The First Season Of ‘Casual’ Proves You Always Hurt The Ones You Love

When Casual started, Valerie (Michaela Watkins) was reeling from her divorce, unsure of herself and what she wanted. As the finale, “Dave,” comes to a close, Valerie is a bit more sure of herself, but she still seems to have no idea what she actually wants. Most of the season has had moments of Laura (Tara Lynne Barr) and Alex (Tommy Cole) deeply screwing up, but the penultimate episode, “Mars,” saw Valerie crossing the line from uninhibited to unkind when she slept with Alex’s girlfriend, Emmy (Eliza Coupe), because she couldn’t handle him being happy without her.
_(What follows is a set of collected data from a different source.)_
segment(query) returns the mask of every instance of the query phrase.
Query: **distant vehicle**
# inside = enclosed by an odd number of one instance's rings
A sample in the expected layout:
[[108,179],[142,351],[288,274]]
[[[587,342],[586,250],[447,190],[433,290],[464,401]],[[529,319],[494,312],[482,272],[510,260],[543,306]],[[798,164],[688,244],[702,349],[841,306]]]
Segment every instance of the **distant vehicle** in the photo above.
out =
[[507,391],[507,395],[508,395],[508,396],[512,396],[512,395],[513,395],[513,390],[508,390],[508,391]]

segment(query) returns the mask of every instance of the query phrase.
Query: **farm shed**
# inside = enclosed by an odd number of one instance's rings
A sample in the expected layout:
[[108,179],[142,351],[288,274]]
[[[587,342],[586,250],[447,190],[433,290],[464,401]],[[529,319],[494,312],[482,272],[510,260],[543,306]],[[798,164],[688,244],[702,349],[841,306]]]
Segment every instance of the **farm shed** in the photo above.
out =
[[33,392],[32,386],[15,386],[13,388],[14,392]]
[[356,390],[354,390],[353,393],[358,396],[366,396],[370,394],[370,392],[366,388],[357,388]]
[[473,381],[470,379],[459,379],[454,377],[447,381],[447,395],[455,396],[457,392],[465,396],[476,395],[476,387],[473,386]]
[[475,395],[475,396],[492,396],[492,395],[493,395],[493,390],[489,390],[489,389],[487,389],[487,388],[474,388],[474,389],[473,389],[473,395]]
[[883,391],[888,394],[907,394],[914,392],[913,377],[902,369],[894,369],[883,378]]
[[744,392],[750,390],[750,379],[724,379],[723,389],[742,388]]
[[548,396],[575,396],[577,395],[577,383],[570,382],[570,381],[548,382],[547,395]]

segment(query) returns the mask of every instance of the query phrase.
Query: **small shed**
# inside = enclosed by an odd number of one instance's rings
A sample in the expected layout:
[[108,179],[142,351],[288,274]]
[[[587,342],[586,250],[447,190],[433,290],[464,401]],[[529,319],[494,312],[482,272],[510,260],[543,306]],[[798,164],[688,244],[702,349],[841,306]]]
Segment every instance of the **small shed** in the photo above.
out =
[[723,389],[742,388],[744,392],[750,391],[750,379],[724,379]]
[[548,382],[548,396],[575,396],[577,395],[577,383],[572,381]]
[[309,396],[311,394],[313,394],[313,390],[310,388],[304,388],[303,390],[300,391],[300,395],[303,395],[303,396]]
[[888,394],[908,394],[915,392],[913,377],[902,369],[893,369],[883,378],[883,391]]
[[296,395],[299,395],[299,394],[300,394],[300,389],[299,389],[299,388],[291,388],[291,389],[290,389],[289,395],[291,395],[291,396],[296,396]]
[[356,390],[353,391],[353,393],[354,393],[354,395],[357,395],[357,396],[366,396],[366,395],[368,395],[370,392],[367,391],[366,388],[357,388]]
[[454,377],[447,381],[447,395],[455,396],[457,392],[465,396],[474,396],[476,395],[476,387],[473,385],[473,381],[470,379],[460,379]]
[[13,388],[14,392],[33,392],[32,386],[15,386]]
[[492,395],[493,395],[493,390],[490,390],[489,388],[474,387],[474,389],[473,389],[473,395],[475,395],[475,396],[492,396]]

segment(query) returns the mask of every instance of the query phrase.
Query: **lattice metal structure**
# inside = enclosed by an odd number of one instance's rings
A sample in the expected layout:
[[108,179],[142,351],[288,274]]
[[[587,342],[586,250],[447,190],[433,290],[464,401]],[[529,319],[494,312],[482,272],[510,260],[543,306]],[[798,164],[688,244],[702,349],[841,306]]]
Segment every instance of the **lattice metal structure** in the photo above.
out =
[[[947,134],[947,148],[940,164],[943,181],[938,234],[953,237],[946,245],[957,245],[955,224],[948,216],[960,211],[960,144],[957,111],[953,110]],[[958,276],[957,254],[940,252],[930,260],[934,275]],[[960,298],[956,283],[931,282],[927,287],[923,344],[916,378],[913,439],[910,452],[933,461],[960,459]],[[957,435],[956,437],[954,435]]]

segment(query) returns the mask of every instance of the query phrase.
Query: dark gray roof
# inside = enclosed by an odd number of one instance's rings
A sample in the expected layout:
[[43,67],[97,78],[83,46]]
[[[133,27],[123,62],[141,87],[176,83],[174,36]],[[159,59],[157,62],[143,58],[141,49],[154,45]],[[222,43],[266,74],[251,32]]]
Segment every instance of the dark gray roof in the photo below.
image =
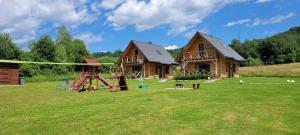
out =
[[177,64],[174,58],[163,47],[152,43],[132,41],[136,47],[144,54],[149,62],[161,64]]
[[244,61],[245,59],[240,56],[236,51],[234,51],[231,47],[226,45],[221,39],[218,39],[212,35],[204,34],[198,32],[202,35],[210,44],[212,44],[221,54],[223,54],[226,58],[231,58],[236,61]]

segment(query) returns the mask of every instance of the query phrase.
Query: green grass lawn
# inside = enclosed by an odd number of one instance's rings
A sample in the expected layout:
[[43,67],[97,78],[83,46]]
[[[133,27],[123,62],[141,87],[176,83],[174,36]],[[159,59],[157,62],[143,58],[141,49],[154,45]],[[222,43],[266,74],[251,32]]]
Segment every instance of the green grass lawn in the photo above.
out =
[[300,134],[300,78],[241,79],[201,81],[196,91],[156,80],[151,89],[129,81],[127,92],[0,87],[0,134]]

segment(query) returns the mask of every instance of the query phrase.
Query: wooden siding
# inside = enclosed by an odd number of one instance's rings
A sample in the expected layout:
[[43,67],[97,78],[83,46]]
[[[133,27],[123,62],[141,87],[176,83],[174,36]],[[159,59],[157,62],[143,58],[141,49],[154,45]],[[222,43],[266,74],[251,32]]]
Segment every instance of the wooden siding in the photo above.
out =
[[[138,51],[138,55],[135,54],[136,50]],[[143,64],[140,64],[138,62],[138,59],[143,59]],[[166,73],[166,71],[162,71],[162,78],[172,78],[173,76],[172,65],[149,62],[142,54],[142,52],[140,52],[138,48],[132,43],[129,44],[128,48],[122,54],[119,62],[123,64],[123,68],[126,72],[133,72],[132,68],[134,66],[141,66],[141,74],[146,78],[154,78],[154,76],[159,75],[157,73],[158,67],[161,67],[162,70],[165,69],[165,67],[169,68],[169,74],[164,74]]]
[[[201,56],[203,54],[199,53],[199,44],[204,44],[204,53],[205,56]],[[186,56],[191,56],[194,58],[190,58]],[[198,55],[198,56],[197,56]],[[231,66],[231,70],[233,69],[232,66],[235,66],[236,71],[232,73],[232,76],[239,76],[238,68],[239,62],[226,59],[222,54],[220,54],[205,38],[200,35],[193,37],[188,45],[183,49],[183,52],[177,57],[177,61],[181,63],[183,72],[196,72],[197,64],[203,63],[208,64],[210,66],[210,72],[213,77],[230,77],[229,75],[229,67],[228,64]],[[226,70],[227,69],[227,70]]]
[[0,63],[0,85],[19,85],[19,65]]

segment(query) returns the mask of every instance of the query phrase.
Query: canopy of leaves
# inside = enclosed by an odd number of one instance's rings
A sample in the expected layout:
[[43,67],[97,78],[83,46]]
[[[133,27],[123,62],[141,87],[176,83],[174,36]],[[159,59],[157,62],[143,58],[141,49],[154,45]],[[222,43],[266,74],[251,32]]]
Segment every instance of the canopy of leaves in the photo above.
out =
[[21,50],[8,33],[0,33],[0,59],[19,59]]

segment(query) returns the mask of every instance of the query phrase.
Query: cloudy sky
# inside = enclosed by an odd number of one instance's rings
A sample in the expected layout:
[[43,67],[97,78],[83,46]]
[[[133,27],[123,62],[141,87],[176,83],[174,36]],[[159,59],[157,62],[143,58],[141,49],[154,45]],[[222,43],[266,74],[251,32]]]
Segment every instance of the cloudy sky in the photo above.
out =
[[55,39],[62,25],[91,52],[132,39],[172,49],[196,31],[226,43],[267,37],[300,25],[299,14],[300,0],[0,0],[0,32],[22,49],[41,35]]

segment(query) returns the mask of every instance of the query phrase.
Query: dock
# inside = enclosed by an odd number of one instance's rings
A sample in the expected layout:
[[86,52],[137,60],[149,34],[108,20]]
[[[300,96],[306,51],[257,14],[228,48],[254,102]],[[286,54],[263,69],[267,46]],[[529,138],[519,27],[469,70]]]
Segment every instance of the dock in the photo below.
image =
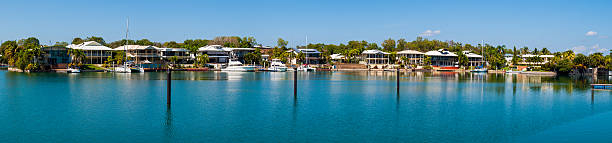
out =
[[612,84],[591,84],[593,89],[612,89]]

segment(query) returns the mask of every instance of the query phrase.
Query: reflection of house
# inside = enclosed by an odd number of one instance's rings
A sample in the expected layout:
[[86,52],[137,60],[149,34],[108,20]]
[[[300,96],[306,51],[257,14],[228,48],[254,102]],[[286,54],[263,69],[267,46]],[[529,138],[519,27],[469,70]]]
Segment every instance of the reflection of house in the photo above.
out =
[[165,60],[169,61],[171,57],[176,57],[178,60],[177,63],[185,63],[191,59],[189,56],[189,51],[183,48],[157,48],[159,51],[159,56]]
[[380,50],[365,50],[361,58],[366,64],[389,64],[389,53]]
[[470,51],[463,51],[463,54],[468,58],[468,66],[482,66],[485,63],[481,55]]
[[68,45],[69,49],[83,50],[85,53],[85,64],[103,64],[112,55],[113,49],[98,42],[89,41],[81,44]]
[[404,60],[404,57],[407,58],[408,61],[404,61],[405,64],[421,65],[423,64],[425,53],[414,51],[414,50],[404,50],[404,51],[397,52],[397,56],[399,60]]
[[[538,58],[540,62],[535,62],[532,61],[530,59],[532,58]],[[548,63],[548,61],[550,61],[552,58],[554,58],[555,55],[532,55],[532,54],[525,54],[525,55],[521,55],[521,62],[519,62],[518,64],[520,65],[543,65]],[[512,59],[511,59],[512,60]]]
[[125,50],[127,57],[136,64],[159,63],[160,56],[155,46],[126,45],[115,48],[115,50]]
[[68,55],[68,48],[63,46],[42,47],[43,63],[51,66],[51,68],[67,68],[71,62],[71,57]]
[[[304,64],[321,64],[323,63],[321,58],[321,52],[317,49],[292,49],[293,54],[298,55],[299,53],[304,54]],[[293,64],[297,64],[297,61],[292,60]]]
[[457,62],[457,54],[449,52],[446,49],[440,49],[438,51],[429,51],[425,53],[425,56],[431,58],[432,66],[455,66]]
[[230,52],[221,45],[208,45],[198,49],[198,55],[208,55],[209,63],[228,63]]

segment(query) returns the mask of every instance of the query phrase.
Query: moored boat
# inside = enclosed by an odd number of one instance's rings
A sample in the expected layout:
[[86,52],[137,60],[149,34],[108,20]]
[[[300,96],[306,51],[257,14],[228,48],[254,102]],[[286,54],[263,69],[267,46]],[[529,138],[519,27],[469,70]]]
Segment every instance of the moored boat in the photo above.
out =
[[283,64],[283,62],[281,62],[279,59],[272,59],[272,63],[270,63],[268,71],[286,72],[287,66],[285,66],[285,64]]
[[227,67],[221,69],[221,71],[235,71],[235,72],[252,72],[255,71],[256,66],[245,66],[239,61],[230,60]]

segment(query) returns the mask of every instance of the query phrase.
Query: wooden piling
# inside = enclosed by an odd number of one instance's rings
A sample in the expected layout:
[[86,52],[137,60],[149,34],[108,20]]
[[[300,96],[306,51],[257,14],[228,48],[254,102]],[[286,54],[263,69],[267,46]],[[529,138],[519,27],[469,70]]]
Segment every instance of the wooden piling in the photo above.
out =
[[167,91],[167,95],[166,95],[166,104],[168,106],[168,108],[170,108],[170,104],[172,103],[172,98],[171,98],[171,94],[172,94],[172,70],[170,70],[170,68],[168,68],[168,77],[166,78],[167,84],[166,84],[166,90]]
[[297,68],[293,70],[293,98],[297,98]]
[[399,93],[400,93],[400,69],[397,68],[397,96],[399,97]]

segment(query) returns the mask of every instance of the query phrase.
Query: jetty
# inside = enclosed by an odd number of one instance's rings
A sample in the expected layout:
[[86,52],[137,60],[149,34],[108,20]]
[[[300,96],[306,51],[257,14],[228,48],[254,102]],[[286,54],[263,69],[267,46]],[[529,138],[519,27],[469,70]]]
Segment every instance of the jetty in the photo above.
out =
[[612,84],[591,84],[593,89],[612,89]]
Deeply unsettled by their parents’ (Francis Conroy and Fred Melamed) decision to get married after a lifetime of instability and promiscuity, Val and Alex spend the finale even more unmoored than usual. Val clashes with Laura and Emmy over her actions, and while Laura’s accusations that Valerie keeps f*cking everyone that her family wants is a bit unfair — Val couldn’t have known about Laura’s obsession with her photography teacher — it does raise an important question: When does finding yourself have too great a cost? If Valerie has to alienate everyone she loved the most in her quest to find herself, is she going about it the wrong way? There are no easy answers on Casual, but at least Laura and Val seem to put aside their differences to once again settle into the routine of mother and daughter, no matter how dysfunctional. Perhaps Val will learn from her mistakes and be less of a friend and more of a mom.

After being wronged by his sister and his girlfriend, Alex once again leans on Leon (Nyasha Hatendi) as he haphazardly sorts things out. After a quest to find poor Carl, the object of Alex’s brief stint of dog ownership, ends in heartbreak, he makes the impulsive decision (really, that’s the only type of decision Alex ever makes) to try and crash his car, only to be thwarted by the internal sensors. Still, Alex takes this as a sign that everything isn’t really lost before finding his way back to break up with Emmy and make up with Val. So long, Eliza Coupe. Hopefully you find another show soon, because America needs you on their televisions (or streaming site) regularly.

While his relationship with Emmy is beyond repair, Alex chooses to forgive Valerie. They’ve been through so much together, even just this season, that there is really no way these two could survive without the other. Their issues are so deeply intertwined that no matter how much they hurt one another, it’s still better than having to deal with other people. The finale ends with the core three sitting in a church, watching their horrible parents saunter down the aisle and snarking about how awful everyone else is, echoing the dream sequence that opened the season. Viewers might be left wondering if anyone has actually learned anything about dealing with their issues, or if they have just gotten better at coping. Either way, this is a group of characters that will be worth a revisit in season two.

By season’s end, Casual revealed itself as a thoughtful and often painful look into how emotional scars shape a person and how far people are willing to go to find companionship. Ultimately, thanks to their own bad decisions and the cruelty of the world, the three central characters are still just as lost as they ever were. Sure, Valerie is more liberated and Alex is starting to realize that he isn’t wholly unloveable, but is it enough? Knowing something intellectually and actually putting that knowledge into action are two very different things. Still, if these people were emotionally healthy, we wouldn’t have a show, and I can’t wait to see what another season brings for these broken people.